Wednesday, October 7, 2009

A Letter to September

Well September, you showed signs of bringing me out of the doldrums at times and for the most part you did, although you left more doubts in my mind about certain aspects of my life. I don't really know what to make of you. Maybe that's why I have put off this letter.

I looked forward to you. An elongated weekend filled with BBQ's and other festivities was on the agenda. The holiday weekend had me laboring at home, fighting what started as a bad stomach ache and progressed to something worse. It cost me a day with some good people, eating and relaxation, always a good duo. A little respite from the bar as my social outlet. I took it with a grain of salt, as I figured it was better to be sick this weekend than the next. A few days later, my brother's birthday arrived with little or no fanfare. He had bigger things ahead.

In this time I also "met" someone new. An acquaintance from a time long ago. A friendship was born. Two hearts and minds that thought alike, but were in different places. In a different time, maybe we'd be more then just friends, who knows. But you helped me get through a difficult time. I can only apologize for my comments that made you decide against maintaining this friendship. I feel that if nothing else, we were someone to lean on, someone to trust with our feelings, if only through our messages and brief talks. I guess when the stakes are too high, the risk isn't worth the reward. I accept your decision, even if I do not agree with it.

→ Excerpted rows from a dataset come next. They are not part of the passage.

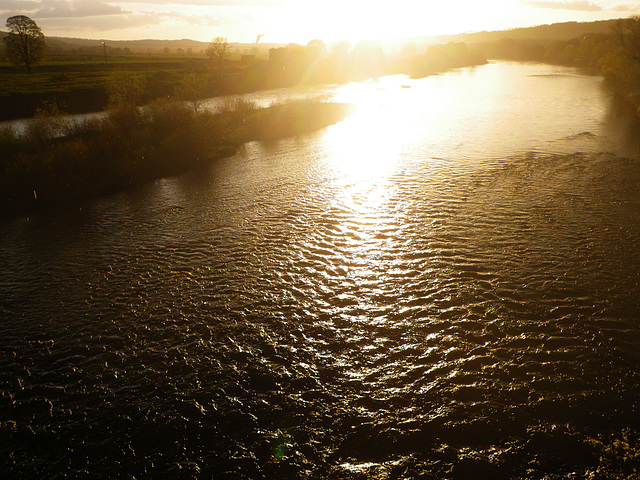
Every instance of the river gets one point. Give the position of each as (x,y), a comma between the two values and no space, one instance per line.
(443,285)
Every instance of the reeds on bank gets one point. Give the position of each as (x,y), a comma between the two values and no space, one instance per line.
(58,160)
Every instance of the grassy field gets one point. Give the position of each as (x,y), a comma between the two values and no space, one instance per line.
(80,86)
(57,160)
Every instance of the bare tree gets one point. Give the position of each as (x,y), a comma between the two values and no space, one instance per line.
(219,49)
(25,42)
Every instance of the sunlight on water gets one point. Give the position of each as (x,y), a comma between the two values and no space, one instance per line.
(427,289)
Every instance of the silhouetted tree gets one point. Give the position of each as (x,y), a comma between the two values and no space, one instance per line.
(627,33)
(219,49)
(25,43)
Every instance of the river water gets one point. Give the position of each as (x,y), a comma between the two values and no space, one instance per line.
(443,285)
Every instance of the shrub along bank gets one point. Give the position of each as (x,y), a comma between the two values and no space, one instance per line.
(60,161)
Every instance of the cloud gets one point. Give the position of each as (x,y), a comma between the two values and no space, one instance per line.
(77,9)
(577,5)
(626,8)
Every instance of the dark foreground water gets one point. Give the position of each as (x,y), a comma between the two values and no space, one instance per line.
(443,286)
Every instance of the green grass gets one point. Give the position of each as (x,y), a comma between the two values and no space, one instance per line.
(128,147)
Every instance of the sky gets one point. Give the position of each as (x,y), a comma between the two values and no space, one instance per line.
(299,21)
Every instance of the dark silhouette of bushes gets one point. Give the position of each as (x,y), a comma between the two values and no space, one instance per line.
(615,55)
(59,161)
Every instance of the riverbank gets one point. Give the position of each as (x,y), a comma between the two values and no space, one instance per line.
(613,55)
(56,161)
(84,86)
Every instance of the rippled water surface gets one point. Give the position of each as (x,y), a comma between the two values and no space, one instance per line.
(444,285)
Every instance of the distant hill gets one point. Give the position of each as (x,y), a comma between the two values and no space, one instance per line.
(552,32)
(555,31)
(62,45)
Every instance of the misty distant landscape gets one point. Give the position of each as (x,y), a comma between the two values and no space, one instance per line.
(360,246)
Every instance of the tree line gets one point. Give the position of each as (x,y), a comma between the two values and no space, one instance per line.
(614,55)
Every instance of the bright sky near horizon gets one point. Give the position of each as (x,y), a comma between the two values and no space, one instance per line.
(283,21)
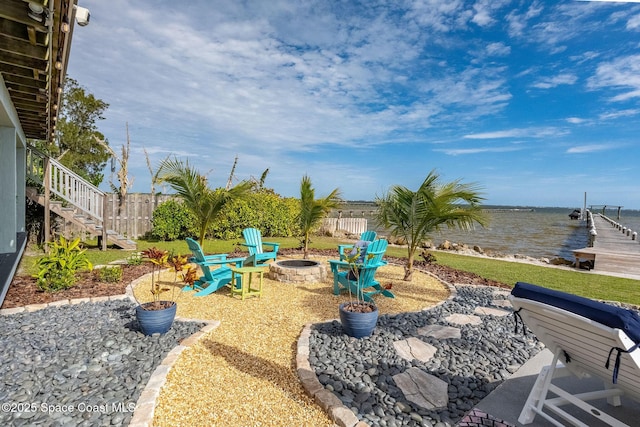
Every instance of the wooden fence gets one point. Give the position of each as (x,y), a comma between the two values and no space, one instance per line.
(133,218)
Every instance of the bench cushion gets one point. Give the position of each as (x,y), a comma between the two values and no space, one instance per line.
(608,315)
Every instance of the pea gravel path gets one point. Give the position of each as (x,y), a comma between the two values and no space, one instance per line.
(243,373)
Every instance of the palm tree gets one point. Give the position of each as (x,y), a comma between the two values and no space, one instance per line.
(412,215)
(313,211)
(206,204)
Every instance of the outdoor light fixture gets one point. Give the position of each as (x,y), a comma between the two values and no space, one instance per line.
(36,11)
(65,24)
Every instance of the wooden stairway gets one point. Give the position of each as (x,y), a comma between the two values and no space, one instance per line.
(78,202)
(85,222)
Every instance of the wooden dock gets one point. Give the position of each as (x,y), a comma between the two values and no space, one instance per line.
(613,252)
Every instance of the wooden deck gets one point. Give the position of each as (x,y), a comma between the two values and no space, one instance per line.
(613,252)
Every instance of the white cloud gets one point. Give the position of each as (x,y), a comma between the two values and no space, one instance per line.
(518,133)
(622,74)
(477,150)
(498,49)
(591,148)
(551,82)
(620,113)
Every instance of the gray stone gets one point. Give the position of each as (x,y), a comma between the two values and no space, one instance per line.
(426,391)
(414,348)
(463,319)
(488,311)
(439,331)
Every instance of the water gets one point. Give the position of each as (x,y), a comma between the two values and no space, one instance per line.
(535,232)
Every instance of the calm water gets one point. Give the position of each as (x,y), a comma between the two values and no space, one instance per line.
(536,232)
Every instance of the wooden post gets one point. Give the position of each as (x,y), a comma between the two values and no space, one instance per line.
(104,222)
(47,199)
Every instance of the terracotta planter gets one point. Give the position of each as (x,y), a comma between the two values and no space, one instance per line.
(156,321)
(358,325)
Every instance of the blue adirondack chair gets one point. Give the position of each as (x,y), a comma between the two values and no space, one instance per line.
(367,236)
(215,269)
(365,285)
(254,243)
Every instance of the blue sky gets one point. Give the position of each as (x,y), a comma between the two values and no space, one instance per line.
(536,102)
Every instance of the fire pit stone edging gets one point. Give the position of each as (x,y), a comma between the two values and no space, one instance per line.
(297,271)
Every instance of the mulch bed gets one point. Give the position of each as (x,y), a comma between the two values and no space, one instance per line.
(23,290)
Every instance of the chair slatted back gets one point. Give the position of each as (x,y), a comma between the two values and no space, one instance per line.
(253,238)
(196,250)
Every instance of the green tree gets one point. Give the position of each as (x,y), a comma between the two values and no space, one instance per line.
(206,204)
(412,215)
(77,131)
(313,211)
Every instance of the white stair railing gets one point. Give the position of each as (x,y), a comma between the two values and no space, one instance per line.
(65,184)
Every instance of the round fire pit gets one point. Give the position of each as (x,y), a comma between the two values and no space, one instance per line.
(297,271)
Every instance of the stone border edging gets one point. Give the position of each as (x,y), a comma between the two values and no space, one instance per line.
(329,402)
(146,404)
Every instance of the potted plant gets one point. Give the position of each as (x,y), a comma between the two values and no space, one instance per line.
(157,316)
(358,317)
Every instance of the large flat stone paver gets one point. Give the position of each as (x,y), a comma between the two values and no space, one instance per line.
(488,311)
(439,331)
(424,390)
(414,348)
(463,319)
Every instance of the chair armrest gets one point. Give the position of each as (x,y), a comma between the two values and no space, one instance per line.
(274,246)
(341,249)
(209,258)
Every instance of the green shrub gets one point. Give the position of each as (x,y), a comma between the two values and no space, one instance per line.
(110,274)
(172,220)
(273,215)
(135,259)
(57,270)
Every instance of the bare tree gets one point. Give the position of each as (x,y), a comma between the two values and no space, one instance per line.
(155,179)
(123,173)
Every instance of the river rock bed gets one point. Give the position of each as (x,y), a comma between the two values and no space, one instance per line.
(360,371)
(78,365)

I miss you.

September brought my brother's union with his lovely wife Diana. I couldn't be happier for them and I'm proud of my brother for finding someone who gets him. If I prayed I'd pray for her sanity in the years to come, because 29 years of knowing him has tested mine. I won't repeat what has already been said in a previous blog, but September 13th was a special day. It will be difficult for anyone to top this day. The weekend couldn't have been a bigger success.

The last two weeks brought on Football, a BBQ, and somewhat tumultuous times for me and someone close to me. I somewhat came to terms with my new found status, but is it mutual. Things to preoccupy myself have made this month quite nice on many levels. I have a friend who has been there to listen to my stuff and I for them. I feel a lot closer to them now than I did even two weeks ago. It's nice at times to get new people's perspective.

If I have one gripe with September it is that you have decimated me financially. Lack of work, excessive spending (not all voluntary) and some bad habits have really tightened the screws. Many more nights spent at home than gallivanting about town.

I'm going to chalk up September as a good month, aside from the incredible weekend of the wedding, it's been a month of good and bad off-setting each other. Nothing too crazy, nothing too exciting other than that big event. I can handle months like September. October rolls in with promise for more money, playoff baseball, and possibly some new found friends or maybe some reconnecting with old. I look forward to October and the winter months with great optimism. I just feel something good on the horizon. Maybe it's just gas.